Im Frankfurter TAT beginnen Regie-Karrieren auf der Probebühne (und enden auch dort). Meistens sind es Autoren oder Dramaturgen, die sich die Hörner wetzen. Was gefällt, gilt als Geschmeide der Newcomer, was nicht, trennt sie als Talente von echten Begabungen. Der Kritiker: ein Applausmesser.

Zur Eröffnung von zwei neuen TAT-Probebühnen wurden die Regisseure im Fünferpack vorgestellt. Jeder erhielt eine halbe Stunde. Eine anständige Zeit für einen Gag, für eine Handlung zu kurz. Was den Schauspielern das Vorsprechen, ist den Regisseuren das Vorspielen. Manchen gelang, noch in 30 Minuten das Publikum zu langweilen oder verwechselte die Probebühne mit einem Studententheater.

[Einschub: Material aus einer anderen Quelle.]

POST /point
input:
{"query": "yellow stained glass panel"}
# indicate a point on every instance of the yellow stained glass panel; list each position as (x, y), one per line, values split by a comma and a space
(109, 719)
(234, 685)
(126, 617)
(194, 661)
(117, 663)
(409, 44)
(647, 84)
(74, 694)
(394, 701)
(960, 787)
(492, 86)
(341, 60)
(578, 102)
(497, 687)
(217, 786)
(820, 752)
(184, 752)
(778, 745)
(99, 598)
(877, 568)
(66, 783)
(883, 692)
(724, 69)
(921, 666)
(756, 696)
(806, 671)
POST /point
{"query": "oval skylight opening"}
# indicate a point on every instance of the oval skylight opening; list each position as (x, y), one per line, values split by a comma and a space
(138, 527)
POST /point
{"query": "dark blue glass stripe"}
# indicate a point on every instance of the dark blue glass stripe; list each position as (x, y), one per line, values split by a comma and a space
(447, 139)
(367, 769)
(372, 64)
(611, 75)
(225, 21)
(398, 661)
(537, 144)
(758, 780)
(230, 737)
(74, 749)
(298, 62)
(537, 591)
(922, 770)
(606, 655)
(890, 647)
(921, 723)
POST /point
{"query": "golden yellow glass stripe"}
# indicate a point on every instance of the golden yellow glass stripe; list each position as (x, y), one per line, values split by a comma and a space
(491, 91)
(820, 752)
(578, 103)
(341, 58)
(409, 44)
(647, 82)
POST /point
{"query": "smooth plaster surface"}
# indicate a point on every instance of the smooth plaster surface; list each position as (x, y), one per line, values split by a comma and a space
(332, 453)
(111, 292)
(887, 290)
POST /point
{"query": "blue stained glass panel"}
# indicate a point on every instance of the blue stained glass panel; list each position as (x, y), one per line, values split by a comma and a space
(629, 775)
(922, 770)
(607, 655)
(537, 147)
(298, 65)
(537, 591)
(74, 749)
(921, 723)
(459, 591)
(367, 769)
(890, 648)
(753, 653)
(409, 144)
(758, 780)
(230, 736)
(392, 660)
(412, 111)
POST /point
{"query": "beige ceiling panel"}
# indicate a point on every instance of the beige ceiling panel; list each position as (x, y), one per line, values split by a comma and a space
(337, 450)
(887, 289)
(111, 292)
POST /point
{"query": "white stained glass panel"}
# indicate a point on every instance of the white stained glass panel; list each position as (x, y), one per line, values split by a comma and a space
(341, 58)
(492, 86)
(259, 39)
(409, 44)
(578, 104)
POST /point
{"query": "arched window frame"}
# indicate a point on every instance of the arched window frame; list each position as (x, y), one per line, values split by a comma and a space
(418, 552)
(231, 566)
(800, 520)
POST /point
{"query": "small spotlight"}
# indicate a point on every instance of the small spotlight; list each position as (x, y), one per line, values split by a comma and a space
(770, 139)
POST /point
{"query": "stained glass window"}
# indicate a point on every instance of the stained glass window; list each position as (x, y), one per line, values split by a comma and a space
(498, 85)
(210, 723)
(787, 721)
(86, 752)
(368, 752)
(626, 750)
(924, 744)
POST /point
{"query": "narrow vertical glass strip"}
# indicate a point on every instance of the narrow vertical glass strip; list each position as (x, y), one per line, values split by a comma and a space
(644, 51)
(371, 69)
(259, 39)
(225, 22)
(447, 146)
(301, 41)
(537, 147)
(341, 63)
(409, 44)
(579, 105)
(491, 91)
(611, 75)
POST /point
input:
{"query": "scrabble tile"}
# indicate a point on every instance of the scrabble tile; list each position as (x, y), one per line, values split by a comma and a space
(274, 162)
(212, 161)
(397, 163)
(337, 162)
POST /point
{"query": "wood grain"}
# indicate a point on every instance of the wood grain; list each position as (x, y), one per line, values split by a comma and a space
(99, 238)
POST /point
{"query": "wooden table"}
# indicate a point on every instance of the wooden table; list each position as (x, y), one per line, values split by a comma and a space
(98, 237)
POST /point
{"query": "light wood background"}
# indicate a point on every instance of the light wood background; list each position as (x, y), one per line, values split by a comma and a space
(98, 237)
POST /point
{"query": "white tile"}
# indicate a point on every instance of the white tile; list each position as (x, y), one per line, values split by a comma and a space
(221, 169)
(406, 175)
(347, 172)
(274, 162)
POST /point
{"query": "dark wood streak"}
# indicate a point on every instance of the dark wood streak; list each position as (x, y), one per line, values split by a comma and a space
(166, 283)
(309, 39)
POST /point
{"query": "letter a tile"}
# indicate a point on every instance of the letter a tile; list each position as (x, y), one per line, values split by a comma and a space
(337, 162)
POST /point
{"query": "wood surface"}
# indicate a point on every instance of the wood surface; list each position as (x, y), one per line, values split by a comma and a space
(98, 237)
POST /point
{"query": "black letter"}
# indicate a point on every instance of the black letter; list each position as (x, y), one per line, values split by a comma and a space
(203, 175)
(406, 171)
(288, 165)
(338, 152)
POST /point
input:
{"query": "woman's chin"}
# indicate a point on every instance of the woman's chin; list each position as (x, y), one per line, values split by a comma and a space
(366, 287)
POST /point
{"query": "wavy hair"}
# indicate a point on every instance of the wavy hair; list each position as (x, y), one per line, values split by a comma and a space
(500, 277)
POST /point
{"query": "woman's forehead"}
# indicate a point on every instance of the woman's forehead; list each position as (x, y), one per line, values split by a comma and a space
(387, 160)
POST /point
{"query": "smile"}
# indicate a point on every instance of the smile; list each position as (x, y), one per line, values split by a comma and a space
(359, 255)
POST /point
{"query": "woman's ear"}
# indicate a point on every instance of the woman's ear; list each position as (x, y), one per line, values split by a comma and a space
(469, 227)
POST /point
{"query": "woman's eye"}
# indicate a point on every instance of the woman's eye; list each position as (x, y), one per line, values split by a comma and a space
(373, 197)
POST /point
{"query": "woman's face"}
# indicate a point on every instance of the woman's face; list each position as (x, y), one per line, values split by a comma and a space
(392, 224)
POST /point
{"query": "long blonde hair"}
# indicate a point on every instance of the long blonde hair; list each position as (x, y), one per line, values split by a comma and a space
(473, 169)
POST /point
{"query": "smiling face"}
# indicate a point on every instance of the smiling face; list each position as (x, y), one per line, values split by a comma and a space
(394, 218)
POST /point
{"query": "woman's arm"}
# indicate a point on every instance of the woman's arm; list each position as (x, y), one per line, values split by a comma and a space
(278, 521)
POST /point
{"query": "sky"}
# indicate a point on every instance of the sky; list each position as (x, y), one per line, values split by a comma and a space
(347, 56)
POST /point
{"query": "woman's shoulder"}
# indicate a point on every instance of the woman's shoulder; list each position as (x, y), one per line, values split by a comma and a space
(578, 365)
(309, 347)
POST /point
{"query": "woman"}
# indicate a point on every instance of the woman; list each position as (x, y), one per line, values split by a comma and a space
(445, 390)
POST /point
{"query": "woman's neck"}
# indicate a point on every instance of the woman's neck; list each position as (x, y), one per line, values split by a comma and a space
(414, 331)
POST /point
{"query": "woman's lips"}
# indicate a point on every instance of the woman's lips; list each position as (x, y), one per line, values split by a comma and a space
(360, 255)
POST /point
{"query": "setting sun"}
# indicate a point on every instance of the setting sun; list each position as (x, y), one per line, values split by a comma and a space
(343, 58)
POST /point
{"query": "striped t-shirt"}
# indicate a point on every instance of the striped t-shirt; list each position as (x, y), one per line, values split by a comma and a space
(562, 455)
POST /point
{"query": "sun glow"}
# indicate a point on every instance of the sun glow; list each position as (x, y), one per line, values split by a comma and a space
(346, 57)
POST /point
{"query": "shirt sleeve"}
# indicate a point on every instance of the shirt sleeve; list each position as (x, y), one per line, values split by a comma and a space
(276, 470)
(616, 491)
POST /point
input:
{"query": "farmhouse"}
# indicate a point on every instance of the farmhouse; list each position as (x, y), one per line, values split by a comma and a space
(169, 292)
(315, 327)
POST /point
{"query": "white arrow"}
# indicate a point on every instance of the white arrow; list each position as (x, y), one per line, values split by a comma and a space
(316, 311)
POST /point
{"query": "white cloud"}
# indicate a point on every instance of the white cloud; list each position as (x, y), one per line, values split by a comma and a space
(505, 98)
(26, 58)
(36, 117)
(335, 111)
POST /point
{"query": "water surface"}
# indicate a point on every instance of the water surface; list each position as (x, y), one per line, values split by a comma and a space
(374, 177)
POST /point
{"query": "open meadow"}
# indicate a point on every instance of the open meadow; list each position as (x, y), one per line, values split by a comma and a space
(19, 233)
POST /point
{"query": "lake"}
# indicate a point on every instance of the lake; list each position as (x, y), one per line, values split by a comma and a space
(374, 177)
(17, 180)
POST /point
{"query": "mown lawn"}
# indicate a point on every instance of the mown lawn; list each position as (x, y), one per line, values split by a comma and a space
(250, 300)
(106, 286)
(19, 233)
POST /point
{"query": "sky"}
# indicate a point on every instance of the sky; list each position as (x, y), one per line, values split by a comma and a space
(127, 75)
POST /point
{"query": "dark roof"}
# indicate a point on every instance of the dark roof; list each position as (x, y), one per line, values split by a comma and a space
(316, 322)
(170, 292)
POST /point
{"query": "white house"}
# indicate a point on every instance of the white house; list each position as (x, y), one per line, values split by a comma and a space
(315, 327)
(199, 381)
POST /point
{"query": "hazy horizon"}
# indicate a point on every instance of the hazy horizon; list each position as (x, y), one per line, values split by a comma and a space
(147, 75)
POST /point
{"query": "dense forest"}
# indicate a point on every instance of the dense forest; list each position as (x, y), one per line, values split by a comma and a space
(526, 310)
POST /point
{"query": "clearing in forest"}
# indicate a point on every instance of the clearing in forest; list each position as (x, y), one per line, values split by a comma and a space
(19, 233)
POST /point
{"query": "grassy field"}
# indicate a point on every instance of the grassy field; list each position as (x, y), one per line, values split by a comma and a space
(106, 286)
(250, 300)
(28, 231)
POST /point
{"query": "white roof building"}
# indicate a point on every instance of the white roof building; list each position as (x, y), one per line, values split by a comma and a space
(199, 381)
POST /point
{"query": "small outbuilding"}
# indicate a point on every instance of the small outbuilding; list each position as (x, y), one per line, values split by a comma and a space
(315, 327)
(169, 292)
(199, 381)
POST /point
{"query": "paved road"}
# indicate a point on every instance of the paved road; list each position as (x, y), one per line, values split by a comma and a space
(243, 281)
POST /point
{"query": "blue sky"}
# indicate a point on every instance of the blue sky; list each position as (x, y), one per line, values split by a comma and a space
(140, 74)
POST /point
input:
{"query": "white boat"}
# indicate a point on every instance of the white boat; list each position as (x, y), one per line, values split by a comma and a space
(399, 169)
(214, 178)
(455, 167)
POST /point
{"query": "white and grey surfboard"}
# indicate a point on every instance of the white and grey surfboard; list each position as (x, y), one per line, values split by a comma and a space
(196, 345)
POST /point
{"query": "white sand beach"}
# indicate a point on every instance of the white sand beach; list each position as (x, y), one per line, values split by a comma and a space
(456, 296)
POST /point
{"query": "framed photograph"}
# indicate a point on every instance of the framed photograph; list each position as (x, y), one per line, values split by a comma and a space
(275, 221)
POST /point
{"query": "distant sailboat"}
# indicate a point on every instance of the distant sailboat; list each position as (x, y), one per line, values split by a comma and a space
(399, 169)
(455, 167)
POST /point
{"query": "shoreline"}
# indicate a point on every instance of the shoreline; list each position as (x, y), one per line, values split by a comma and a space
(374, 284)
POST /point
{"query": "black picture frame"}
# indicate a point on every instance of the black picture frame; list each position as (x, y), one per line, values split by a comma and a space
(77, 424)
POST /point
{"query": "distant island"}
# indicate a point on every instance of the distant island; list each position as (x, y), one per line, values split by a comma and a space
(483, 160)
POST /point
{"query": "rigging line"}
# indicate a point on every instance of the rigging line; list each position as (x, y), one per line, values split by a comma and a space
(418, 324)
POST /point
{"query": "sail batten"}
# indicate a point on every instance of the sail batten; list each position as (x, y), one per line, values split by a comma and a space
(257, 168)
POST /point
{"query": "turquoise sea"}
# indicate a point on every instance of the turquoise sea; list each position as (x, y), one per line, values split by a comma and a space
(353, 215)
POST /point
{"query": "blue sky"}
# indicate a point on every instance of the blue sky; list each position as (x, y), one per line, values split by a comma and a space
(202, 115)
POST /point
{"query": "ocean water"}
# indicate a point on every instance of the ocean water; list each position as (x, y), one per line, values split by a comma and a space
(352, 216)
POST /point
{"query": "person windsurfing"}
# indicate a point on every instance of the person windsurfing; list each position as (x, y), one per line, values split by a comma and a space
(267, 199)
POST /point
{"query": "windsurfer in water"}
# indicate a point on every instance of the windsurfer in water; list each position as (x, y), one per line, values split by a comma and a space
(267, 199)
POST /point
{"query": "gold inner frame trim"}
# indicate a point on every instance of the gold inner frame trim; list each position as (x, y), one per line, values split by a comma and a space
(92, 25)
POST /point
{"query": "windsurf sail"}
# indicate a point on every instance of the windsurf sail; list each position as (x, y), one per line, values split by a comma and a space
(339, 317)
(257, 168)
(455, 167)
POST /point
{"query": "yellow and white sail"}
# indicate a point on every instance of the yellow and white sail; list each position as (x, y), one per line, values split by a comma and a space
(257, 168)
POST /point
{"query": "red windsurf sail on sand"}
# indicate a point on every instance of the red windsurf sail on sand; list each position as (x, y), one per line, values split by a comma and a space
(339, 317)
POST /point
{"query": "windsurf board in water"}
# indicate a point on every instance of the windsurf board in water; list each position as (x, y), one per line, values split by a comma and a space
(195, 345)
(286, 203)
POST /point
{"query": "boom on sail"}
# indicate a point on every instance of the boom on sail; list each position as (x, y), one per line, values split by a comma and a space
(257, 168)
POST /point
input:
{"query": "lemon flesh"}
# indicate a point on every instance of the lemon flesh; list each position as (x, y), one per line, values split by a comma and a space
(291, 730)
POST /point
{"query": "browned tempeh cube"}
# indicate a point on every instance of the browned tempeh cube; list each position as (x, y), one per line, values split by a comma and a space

Alle gaben Antistadttheater, abseits vom Mainstream. In der Öffentlichkeit die Gescheiterten beim Namen zu nennen, höhnt dem Begriff der Probebühne. Die Beteiligten als „Schule“ zu bezeichnen, höhnt der Eigenart ihrer Persönlichkeit. Gleich aber zu verteidigen, was taugt, macht Sinn. Verschieden die Namen: Längst bewährt hat sich Oliver Hardt, zuletzt mit einer glühenden Nicht Ich-Interpretation Becketts, die auch aufgrund seines Komponisten Albrecht Kunze und der Schauspielerin Karolina Sauer ein fulminantes Werkstück aus Sound und blendendem Licht wurde — nicht mehr inszeniertes, sondern komponiertes Theater. Hardt fand in der quasi musikalischen Behandlung von Bühne, Licht und Sprache seinen unverwechselbaren Stil, den er wiederholt, etwas altmodisch minimalistisch, aber wirkungsvoll und sehr genau gearbeitet.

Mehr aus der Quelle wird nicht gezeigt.